Blue-collar roots shape performers music

The next big performer to take the Bicknell Family Center for the Arts stage is an artist whose music reflects his blue-collar, Midwestern roots. Country music star Josh Thompson will perform at 7:30 p.m. on Wednesday, April 20. Opening for Thompson will be Brody Caster, a current PSU student who recently signed a record deal with Nashville-based SMG Records.

Thomson, the son of a Wisconsin concrete worker, seemed destined to follow in the steel-toed boots of his father, but took a path to Nashville, instead.

“I got a guitar for my birthday when I was 21 years old,” Thompson said. “I asked my parents for it because I wanted to play songs around the campfire. I wanted to learn to play Merle Haggard and Tom T. Hall songs.”

Thompson not only learned to play the guitar, but also began writing.

“What made me want to play guitar and write songs was what attracted me to country music,” Thompson said. “People like George Jones, Merle Haggard, Hank Senior, Jimmie Rodgers, Hank Snow and Lefty Frizzell. That was the country I was first introduced to.”
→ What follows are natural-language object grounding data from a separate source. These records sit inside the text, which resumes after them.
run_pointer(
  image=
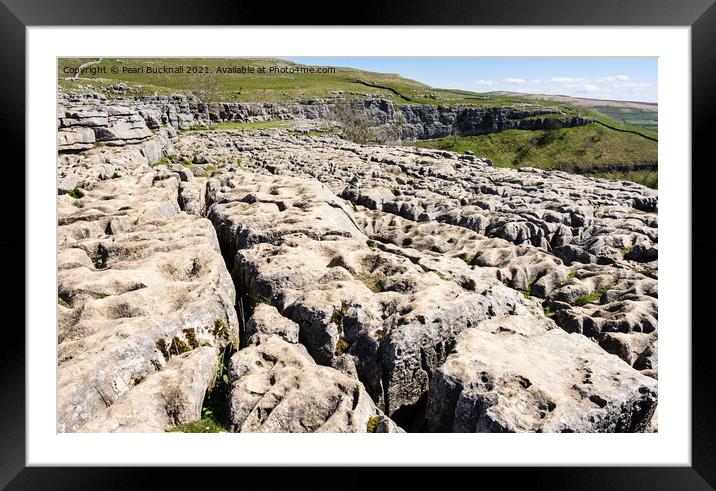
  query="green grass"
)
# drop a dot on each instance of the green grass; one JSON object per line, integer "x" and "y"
{"x": 591, "y": 149}
{"x": 528, "y": 292}
{"x": 646, "y": 120}
{"x": 271, "y": 87}
{"x": 76, "y": 193}
{"x": 213, "y": 412}
{"x": 372, "y": 281}
{"x": 372, "y": 424}
{"x": 207, "y": 424}
{"x": 246, "y": 87}
{"x": 342, "y": 346}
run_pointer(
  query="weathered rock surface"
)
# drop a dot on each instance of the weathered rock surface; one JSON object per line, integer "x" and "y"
{"x": 396, "y": 120}
{"x": 167, "y": 398}
{"x": 139, "y": 283}
{"x": 362, "y": 287}
{"x": 549, "y": 382}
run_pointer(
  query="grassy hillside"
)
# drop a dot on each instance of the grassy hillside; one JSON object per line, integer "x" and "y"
{"x": 647, "y": 120}
{"x": 270, "y": 86}
{"x": 256, "y": 86}
{"x": 590, "y": 149}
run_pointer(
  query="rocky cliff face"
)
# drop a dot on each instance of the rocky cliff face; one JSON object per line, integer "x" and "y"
{"x": 350, "y": 287}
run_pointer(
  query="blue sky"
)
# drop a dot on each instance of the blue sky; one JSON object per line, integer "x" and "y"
{"x": 621, "y": 78}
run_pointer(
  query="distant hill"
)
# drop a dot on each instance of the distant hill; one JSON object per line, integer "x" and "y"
{"x": 621, "y": 144}
{"x": 641, "y": 114}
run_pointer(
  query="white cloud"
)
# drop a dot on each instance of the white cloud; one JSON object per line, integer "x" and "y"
{"x": 567, "y": 80}
{"x": 615, "y": 78}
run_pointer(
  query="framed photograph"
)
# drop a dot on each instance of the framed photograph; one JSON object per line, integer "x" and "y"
{"x": 433, "y": 242}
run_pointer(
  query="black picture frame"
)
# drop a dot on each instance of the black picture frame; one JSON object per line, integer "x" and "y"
{"x": 700, "y": 15}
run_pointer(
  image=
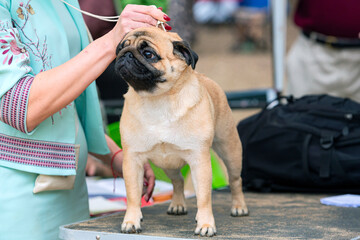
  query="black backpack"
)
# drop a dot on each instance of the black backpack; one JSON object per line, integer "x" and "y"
{"x": 310, "y": 144}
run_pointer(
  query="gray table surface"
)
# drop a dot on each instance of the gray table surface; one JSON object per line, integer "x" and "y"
{"x": 272, "y": 216}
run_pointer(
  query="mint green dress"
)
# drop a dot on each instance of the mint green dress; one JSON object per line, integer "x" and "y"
{"x": 23, "y": 214}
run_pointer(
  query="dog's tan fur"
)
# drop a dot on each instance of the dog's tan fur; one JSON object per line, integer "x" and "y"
{"x": 174, "y": 125}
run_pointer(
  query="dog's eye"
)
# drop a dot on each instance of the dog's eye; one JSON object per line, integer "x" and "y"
{"x": 148, "y": 54}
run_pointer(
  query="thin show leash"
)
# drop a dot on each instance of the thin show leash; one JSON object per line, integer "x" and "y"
{"x": 108, "y": 18}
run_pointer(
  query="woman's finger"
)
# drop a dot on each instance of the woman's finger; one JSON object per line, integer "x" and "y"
{"x": 154, "y": 12}
{"x": 139, "y": 17}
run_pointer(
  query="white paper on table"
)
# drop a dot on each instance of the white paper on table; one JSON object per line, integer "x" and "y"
{"x": 102, "y": 205}
{"x": 346, "y": 200}
{"x": 105, "y": 187}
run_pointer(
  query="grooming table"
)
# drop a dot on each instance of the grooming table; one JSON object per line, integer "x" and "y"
{"x": 272, "y": 216}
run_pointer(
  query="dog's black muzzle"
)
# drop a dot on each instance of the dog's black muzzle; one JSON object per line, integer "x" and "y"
{"x": 139, "y": 74}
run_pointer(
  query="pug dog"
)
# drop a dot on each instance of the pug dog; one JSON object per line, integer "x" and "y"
{"x": 173, "y": 115}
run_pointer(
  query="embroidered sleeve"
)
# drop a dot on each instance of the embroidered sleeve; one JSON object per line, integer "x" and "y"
{"x": 15, "y": 73}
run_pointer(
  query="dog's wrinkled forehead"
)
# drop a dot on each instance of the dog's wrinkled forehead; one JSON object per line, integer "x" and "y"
{"x": 151, "y": 35}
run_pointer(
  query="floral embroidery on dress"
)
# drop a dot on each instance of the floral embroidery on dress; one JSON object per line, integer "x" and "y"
{"x": 11, "y": 49}
{"x": 38, "y": 49}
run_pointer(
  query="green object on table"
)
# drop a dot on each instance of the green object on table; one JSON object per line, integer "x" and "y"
{"x": 120, "y": 4}
{"x": 114, "y": 133}
{"x": 219, "y": 178}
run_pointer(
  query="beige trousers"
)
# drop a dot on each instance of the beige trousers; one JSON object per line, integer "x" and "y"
{"x": 314, "y": 68}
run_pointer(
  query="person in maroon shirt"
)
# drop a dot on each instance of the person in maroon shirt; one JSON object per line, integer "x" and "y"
{"x": 325, "y": 58}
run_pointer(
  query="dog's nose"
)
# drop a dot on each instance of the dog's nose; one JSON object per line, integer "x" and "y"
{"x": 129, "y": 55}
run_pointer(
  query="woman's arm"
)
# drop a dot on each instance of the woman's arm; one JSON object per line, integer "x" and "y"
{"x": 54, "y": 89}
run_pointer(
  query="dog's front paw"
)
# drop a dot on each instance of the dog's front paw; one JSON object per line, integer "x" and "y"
{"x": 131, "y": 223}
{"x": 205, "y": 230}
{"x": 177, "y": 209}
{"x": 239, "y": 211}
{"x": 130, "y": 227}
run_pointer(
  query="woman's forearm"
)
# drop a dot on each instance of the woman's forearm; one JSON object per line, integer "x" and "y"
{"x": 54, "y": 89}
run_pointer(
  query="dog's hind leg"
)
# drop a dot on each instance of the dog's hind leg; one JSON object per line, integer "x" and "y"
{"x": 200, "y": 166}
{"x": 177, "y": 206}
{"x": 229, "y": 149}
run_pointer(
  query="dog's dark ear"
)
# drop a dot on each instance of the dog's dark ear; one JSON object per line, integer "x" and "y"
{"x": 182, "y": 48}
{"x": 118, "y": 48}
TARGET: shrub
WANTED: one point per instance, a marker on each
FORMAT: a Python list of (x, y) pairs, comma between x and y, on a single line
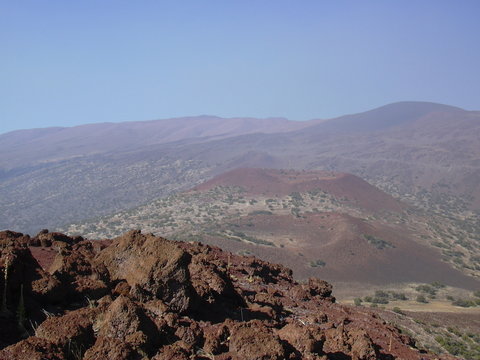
[(421, 299), (357, 301), (317, 263), (397, 310)]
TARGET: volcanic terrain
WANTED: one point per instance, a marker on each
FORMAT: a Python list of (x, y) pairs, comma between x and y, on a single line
[(139, 296), (319, 223)]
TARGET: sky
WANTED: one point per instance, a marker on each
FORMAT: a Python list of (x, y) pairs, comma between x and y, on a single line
[(65, 63)]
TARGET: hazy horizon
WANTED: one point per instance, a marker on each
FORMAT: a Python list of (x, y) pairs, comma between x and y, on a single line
[(68, 64)]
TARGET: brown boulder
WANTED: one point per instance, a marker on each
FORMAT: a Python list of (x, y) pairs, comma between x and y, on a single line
[(126, 321), (111, 349), (304, 339), (74, 266), (254, 341), (33, 348), (153, 267), (71, 329)]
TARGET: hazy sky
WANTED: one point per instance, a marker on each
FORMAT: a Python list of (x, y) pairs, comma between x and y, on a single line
[(64, 63)]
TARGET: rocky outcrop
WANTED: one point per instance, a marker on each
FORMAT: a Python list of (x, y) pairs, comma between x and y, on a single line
[(141, 296)]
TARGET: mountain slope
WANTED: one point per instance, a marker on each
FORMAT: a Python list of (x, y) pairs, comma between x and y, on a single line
[(430, 156), (319, 223)]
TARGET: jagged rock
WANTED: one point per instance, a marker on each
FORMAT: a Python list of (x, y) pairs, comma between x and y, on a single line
[(253, 340), (154, 298), (152, 266), (304, 339), (111, 349), (74, 266), (12, 238), (124, 320), (33, 348), (25, 272), (70, 331)]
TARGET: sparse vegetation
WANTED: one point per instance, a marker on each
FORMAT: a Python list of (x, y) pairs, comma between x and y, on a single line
[(317, 263), (377, 242)]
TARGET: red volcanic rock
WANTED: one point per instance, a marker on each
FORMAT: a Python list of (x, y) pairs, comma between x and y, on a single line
[(253, 340), (159, 299), (153, 268), (74, 329), (33, 348), (12, 238)]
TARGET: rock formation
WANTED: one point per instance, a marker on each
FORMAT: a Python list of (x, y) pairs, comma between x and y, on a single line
[(144, 297)]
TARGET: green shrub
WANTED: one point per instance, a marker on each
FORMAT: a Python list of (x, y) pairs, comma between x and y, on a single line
[(421, 299), (357, 301)]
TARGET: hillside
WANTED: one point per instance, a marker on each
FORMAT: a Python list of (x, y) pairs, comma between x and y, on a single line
[(319, 223), (427, 154), (140, 296)]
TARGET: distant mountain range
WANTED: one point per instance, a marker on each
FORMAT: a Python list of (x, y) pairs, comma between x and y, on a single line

After some early rejections, Thompson finally made it to Nashville in 2005, where he signed his first publishing deal. Four years later, he signed his first recording contract. His first label, Columbia Records, released his debut album, “Way Out Here,” in 2010, which offered two Top-20 singles, “Beer On The Table” and “Way Out Here,” and the romping “Won’t Be Lonely Long.”

Thompson’s second album, “Turn It Up,” debuted in the Top 10 on Billboard’s Top Country Albums chart and produced two singles, “Cold Beer With Your Name On It” and “Wanted Me Gone.”

Thompson recorded some of his most personal songs for a third and fourth albums, “Change: The Lost Record, Volume One” and “Change: The Lost Record, Volume Two.” Those albums include songs that tell the story of Thompson’s humble, yet rich childhood like “Daddy Had A Beer” and the morals and ethics he was raised with like “I Like To Believe In That.”

“As a songwriter, I’ve written every style of country music,” Thompson said. “When it comes to what I want to put on my own records, I’ve never had any desire to chase anything that’s popular. What I like about country music is the honesty and the thoughtful lyrics. Good or bad, that’s the old man in me.

“I think if there’s one thing people can cling to it’s their beliefs and their way of life. I think people need that simplicity in country music. People who hear this record will know how I was raised, they know that I’m into working hard and drinking beer, they know that I’m a Christian and they know I sometimes tend toward the dark side. These songs are my picket sign – they’re all I got.”

Tickets for the performance range from $15-$30 and may be purchased at the Pittsburg State University Ticket Office in the Weede P.E. Building, 1701 S. Homer, 620-235-4796 or online at www.pittstate.edu/tickets. Discounts are available for PSU faculty, staff and students.